经过讨论，我想我会把我的想法重新格式化为博文，避免下次重新输入。

对于初学者，我不推荐使用tsvector列。他并没有真正起到作用。当然，你可以在它上面使用索引，但是你也可以在to_tsvector表达式上使用索引。

他就在那里，用完磁盘空间。

但是，在表达式上使用索引是复杂的。

让我们假设有一张表：

create table posts (
    id int8 generated always as identity primary key,
    title text,
    headline text,
    main_body text
);

可以像这样创建索引：

create index fts_index on posts using gin (
    to_tsvector( 'english'::regconfig, title || headline || main_body )
);

但这将会导致误报。例如，假如title使用use单词结尾，headline使用fully开始，即使没有usefully单词，tsvector也会包含。

调整：

create index fts_index on posts using gin (
    to_tsvector( 'english'::regconfig, title || ' ' || headline || ' ' || main_body )
);

结束。但是这样就可以吗？headline是null呢？与null连接的任何字符串都变为null。当然我们可以使用coalesce：

create index fts_index on posts using gin (
    to_tsvector( 'english'::regconfig, coalesce(title, '') || ' ' || coalesce(headline, '') || ' ' || coalesce(main_body, '') )
);

他会起作用。但是，问题在于它不是很好，由于使用索引，查询必须重复精确的表达式。

所以，每个查询将会重复to_tsvector( 'english'::regconfig, coalesce(title, '') || ' ' || coalesce(headline, '') || ' ' || coalesce(main_body, '') )。如果选择使用search weights之类的东西，想象一下chaging/typing查询的乐趣，表达式会变得越来越长。

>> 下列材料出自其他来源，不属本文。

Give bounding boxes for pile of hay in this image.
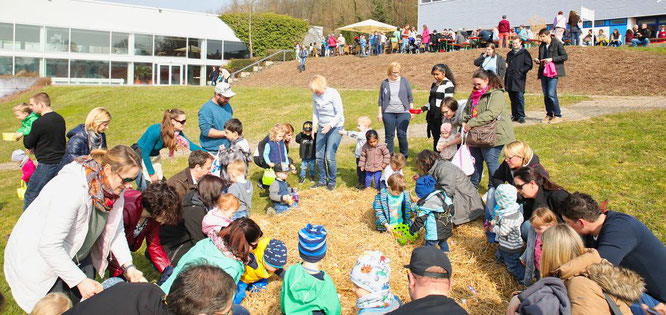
[242,187,518,314]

将所有逻辑保留在触发器和更新字段中，然后使用该字段搜索看起来是明智的。但是或许有另一种方式呢？

答案是肯定的。我可以创建一个函数fts，函数将会接受一个参数，这个参数是posts表中的整行。基于这行将会返回tsvector：

create function fts( IN p_post posts )
    returns tsvector
    language sql
    immutable
    as $$
select to_tsvector( 'english'::regconfig, coalesce(p_post.title, '') || ' ' || coalesce(p_post.headline, '') || ' ' || coalesce(p_post.main_body, '') )
$$;

有了这个，我可以：

create index fts_index on posts using gin ( fts(posts) );

他将会起作用：

$ \d posts
                           Table "public.posts"
  Column   │  Type  │ Collation │ Nullable │           Default            
───────────┼────────┼───────────┼──────────┼──────────────────────────────
 id        │ bigint │           │ not null │ generated always as identity
 title     │ text   │           │          │ 
 headline  │ text   │           │          │ 
 main_body │ text   │           │          │ 
Indexes:
    "posts_pkey" PRIMARY KEY, btree (id)
    "fts_index" gin (fts(posts.*))
 
$ explain select * from posts p where fts(p) @@ plainto_tsquery('depesz');
                                                                                                        QUERY PLAN                                                                                                        
──────────────────────────────────────────────────────────────────────────────────────────────────────────────────────────────────────────────────────────────────────────────────────────────────────────────────────────
 Bitmap Heap Scan on posts p  (cost=63.00..17914.45 rows=5000 width=78)
   Recheck Cond: (to_tsvector('english'::regconfig, ((((COALESCE(title, ''::text) || ' '::text) || COALESCE(headline, ''::text)) || ' '::text) || COALESCE(main_body, ''::text))) @@ plainto_tsquery('depesz'::text))
   ->  Bitmap Index Scan on fts_index  (cost=0.00..61.75 rows=5000 width=0)
         Index Cond: (to_tsvector('english'::regconfig, ((((COALESCE(title, ''::text) || ' '::text) || COALESCE(headline, ''::text)) || ' '::text) || COALESCE(main_body, ''::text))) @@ plainto_tsquery('depesz'::text))
(4 rows)

请关注fts_index扫描。

还有一个很cool的事情。它相对晦涩，但是在这种情况下很有帮助。

通常情况下，如果在函数中传入单个参数，这个参数是输入到一张表中（技术上是任何复合类型，但是对于现在来说不重要），你可以在查询中使用它作为一个virtual字段。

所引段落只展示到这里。